This week’s selected media: March 3, 2024: The Road to Serfdom, Uncomfortable Conversations With a Black Man, the Social Dilemma

March 3, 2024 by Joshua
in Addiction, Tips

This week I finished:

The Road to Serfdom, by Friedrich Hayek: I quote Milton Friedman in my book a lot and kept coming across Hayek’s name while reading him and about him so I finally read Road to Serfdom. I wish I had earlier.

Hayek wrote this book in the early 1940s, watching Hitler, Stalin, and Mussolini rampaging across Europe, destroying freedom. He promoted freedom.

If he were alive today and saw pollution and depletion as destroying life, liberty, property, and therefore freedom, I believe he would analyze our polluting, depleting, addictive culture how he did central planning. He would find similar patterns, like that these coercive, deadly outcomes arise from the intent to help from the most well-meaning people, but end up achieving the opposite. Also that each step leads to make the next step easier, as we acculturate to each new normal, even in states that would have been unthinkable before. We can learn from our mistakes and missteps, even unforeseen, accidental ones.

Mark my words: conservative and libertarian views are perfect for sustainability, only they’ve been reacting to liberals’ proposals for solutions they don’t like. When they stop reacting and start looking at how polluting and depleting have made our markets coercive, not free, and that government’s role of protecting life, liberty, and property is exactly what’s missing, they will pass liberals like they’re standing still. I will help lead them there. They won’t believe how they missed what was staring them in the face: that their values are perfect to help solve our environmental problems and that stopping polluting and depleting will help restore their most treasured values, starting with freedom and liberty.

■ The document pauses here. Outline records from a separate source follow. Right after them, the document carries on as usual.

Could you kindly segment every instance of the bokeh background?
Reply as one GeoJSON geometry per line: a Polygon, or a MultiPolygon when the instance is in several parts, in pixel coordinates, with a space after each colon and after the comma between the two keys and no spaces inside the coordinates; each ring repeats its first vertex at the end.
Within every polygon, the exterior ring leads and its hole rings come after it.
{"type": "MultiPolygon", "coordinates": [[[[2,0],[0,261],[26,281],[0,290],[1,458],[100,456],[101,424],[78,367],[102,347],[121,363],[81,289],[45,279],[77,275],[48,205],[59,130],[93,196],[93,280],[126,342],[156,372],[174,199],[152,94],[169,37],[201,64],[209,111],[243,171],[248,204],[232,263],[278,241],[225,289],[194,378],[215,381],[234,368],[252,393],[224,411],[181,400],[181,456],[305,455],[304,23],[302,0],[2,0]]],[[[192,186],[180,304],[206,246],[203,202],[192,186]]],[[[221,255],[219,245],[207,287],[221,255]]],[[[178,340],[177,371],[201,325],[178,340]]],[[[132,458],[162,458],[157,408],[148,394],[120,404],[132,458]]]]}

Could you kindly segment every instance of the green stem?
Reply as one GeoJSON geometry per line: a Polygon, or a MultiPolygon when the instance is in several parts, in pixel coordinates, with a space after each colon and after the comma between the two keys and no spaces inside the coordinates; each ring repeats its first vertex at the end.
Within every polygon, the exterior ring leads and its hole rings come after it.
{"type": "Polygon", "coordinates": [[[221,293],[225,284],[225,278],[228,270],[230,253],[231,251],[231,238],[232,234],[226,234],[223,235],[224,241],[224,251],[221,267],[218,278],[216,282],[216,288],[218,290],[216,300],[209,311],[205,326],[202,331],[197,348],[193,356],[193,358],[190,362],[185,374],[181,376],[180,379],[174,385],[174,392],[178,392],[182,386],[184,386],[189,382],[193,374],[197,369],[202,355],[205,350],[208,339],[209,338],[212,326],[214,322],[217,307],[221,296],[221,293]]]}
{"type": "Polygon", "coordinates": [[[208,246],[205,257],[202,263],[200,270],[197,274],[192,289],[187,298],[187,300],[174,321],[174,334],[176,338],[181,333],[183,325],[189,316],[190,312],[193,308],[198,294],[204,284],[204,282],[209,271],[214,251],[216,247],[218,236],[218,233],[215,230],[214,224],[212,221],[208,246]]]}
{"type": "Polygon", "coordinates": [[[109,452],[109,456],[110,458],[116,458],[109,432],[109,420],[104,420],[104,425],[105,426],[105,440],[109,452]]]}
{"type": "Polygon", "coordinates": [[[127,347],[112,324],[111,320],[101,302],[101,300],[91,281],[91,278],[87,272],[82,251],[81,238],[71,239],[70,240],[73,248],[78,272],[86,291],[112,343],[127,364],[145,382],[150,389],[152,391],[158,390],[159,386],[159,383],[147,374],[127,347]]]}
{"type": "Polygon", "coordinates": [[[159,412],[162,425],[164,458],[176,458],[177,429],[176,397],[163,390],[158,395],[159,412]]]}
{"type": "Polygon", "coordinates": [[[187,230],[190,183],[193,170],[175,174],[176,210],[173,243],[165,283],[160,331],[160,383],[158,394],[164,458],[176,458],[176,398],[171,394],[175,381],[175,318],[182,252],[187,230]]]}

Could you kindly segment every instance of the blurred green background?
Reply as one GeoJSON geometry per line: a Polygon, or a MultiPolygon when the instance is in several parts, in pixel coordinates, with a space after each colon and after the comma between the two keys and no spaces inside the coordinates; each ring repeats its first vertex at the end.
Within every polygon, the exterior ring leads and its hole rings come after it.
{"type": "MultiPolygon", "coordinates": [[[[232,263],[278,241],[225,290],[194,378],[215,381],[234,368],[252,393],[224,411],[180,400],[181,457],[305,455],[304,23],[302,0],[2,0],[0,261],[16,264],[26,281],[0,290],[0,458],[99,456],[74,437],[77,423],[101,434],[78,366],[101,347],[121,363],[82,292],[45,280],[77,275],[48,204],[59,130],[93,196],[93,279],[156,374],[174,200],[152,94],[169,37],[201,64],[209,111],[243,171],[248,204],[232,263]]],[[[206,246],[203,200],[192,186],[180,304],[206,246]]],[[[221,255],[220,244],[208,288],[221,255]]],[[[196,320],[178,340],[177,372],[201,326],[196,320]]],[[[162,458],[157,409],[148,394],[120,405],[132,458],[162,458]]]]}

Like Friedman, Hayek specifies a specific, necessary role for government to protect freedom through the main solution I propose in my book (read it when it comes out). For example:

To prohibit the use of certain poisonous substances, or to require special precautions in their use, to limit working hours or to require certain sanitary arrangements, is fully compatible with the preservation of competition. The only question here is whether in the particular instance, the advantages gained are greater than the social costs they impose.


Nor can certain harmful effects of deforestation, of some methods of farming, or of the smoke and noise of factories, be confined to the owner of the property in question, or to those willing to submit to the damage for an agreed compensation.

and, if you consider breathing polluted air as one of our now “common hazards of life against which few can make adequate provision”:

There is no reason why, in a society which has reached the general level of wealth ours has, the first kind of security should not be guaranteed to all without endangering general freedom; that is: some minimum of food, shelter, and clothing, sufficient to preserve health. Nor is there any reason why the state should not help to organize a comprehensive system of social insurance in providing for those common hazards of life against which few can make adequate provision.

But even those quotes don’t capture his spirit of protecting, restoring, and building freedom. Polluting and depleting destroy life, liberty, property, and therefore freedom. My whole mission is protecting, restoring, and building freedom.

Uncomfortable Conversations With a Black Man, by Emmanuel Acho: I’m glad I watch podcast guest Daniel‘s What Is Politics? videocast to learn what causes dominance hierarchies so I know that skin color may correlate with it, it doesn’t cause it. Racism exists, but Acho’s attributing to white people what results not from their skin color perpetuates the problem he wants to solve.

I’m also glad to have experienced growing up as a minority and even being mugged so I could learn that skin color didn’t cause black people to act like my experience of black people. Their skin color doesn’t make them muggers and whites’ doesn’t make them colonists.

If we want to solve the problem, it helps to understand the problem, not misidentify it. Read my book when it comes out for that understanding. It’s for people who want to understand our environmental problems so we can solve them, but it covers race too since they overlap. They overlap as problems as much as they overlap in nearly everyone misunderstanding them.

The Social Dilemma: Normally I wouldn’t put a Netflix special here, but I happened to watch this show on how corporations in social media and beyond addict us and devote resources to refine and improve their addicting techniques a couple hours after posting I’ve learned to enjoy just thinking. My post described the opposite of becoming addicted.

I see social media as a type of doof. I can’t believe how long it took me to figure it out and cut it out of my life.